1

I need to demilitarise text by a single character, a comma. But I want to only use that comma as a delimiter if it is not encapsulated by quotation marks.

An example:

Method,value1,value2

Would contain three values: Method, value1 and value2

But:

Method,"value1,value2"

Would contain two values: Method and "value1,value2"

I'm not really sure how to go about this as when splitting a string I would use:

String.Split(',');

But that would demilitarise based on ALL commas.
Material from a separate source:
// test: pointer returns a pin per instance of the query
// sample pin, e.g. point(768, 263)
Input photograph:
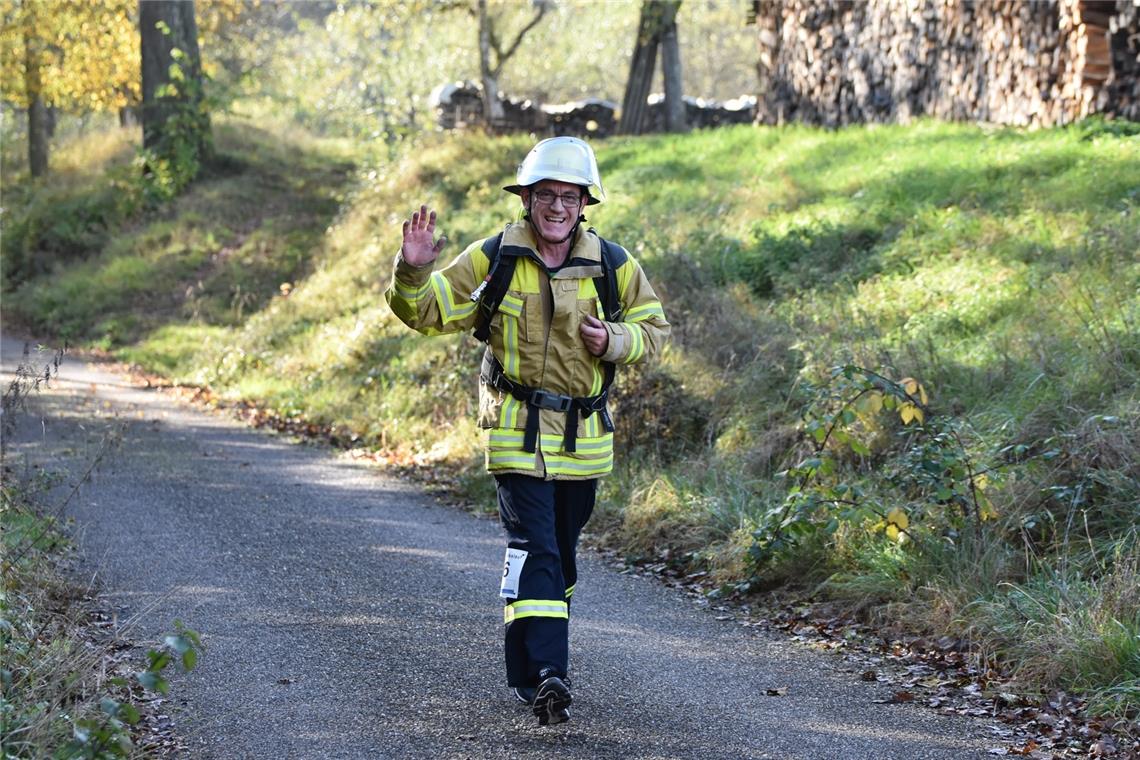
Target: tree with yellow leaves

Is this possible without getting overly complicated and having to manually check every character of the string.

Thanks in advance

Zephni
  • 753
  • 1
  • 7
  • 26
  • 5
    Use an available csv parser like [`VisualBasic.FileIO.TextFieldParser`](https://msdn.microsoft.com/en-us/library/microsoft.visualbasic.fileio.textfieldparser(v=vs.110).aspx) or [this](http://www.codeproject.com/Articles/9258/A-Fast-CSV-Reader) or [this](http://www.filehelpers.com/). – Tim Schmelter Jun 29 '15 at 14:58
  • [Potential dupe](http://stackoverflow.com/questions/4829779/splitting-a-csv-and-excluding-commas-within-elements), but highest upvoted/accepted answer is a link only answer... (to one of the articles @Tim just edited in :)) – James Thorpe Jun 29 '15 at 15:00
  • For completion.. would you mind giving an example of usage for the TextFieldParser for my situation? So I can accept as answer. Thanks for quick responses :) – Zephni Jun 29 '15 at 15:03
  • possible duplicate of [Read csv file c# with comma separator](http://stackoverflow.com/questions/29678507/read-csv-file-c-sharp-with-comma-separator) – David Arno Jun 29 '15 at 15:04
  • possible duplicate of [Parse comma seperated string with a complication in C#](http://stackoverflow.com/questions/30078054/parse-comma-seperated-string-with-a-complication-in-c-sharp) - *The complication is quotes* – Alex K. Jun 29 '15 at 15:04
  • you can skip character. create method that replace char ',' inside '"' with something else (ex: `\u9999`) then split and finally replace skipped char with ',' – M.kazem Akhgary Jun 29 '15 at 15:09

2 Answers2

2

Copied from my comment: Use an available csv parser like VisualBasic.FileIO.TextFieldParser or this or this.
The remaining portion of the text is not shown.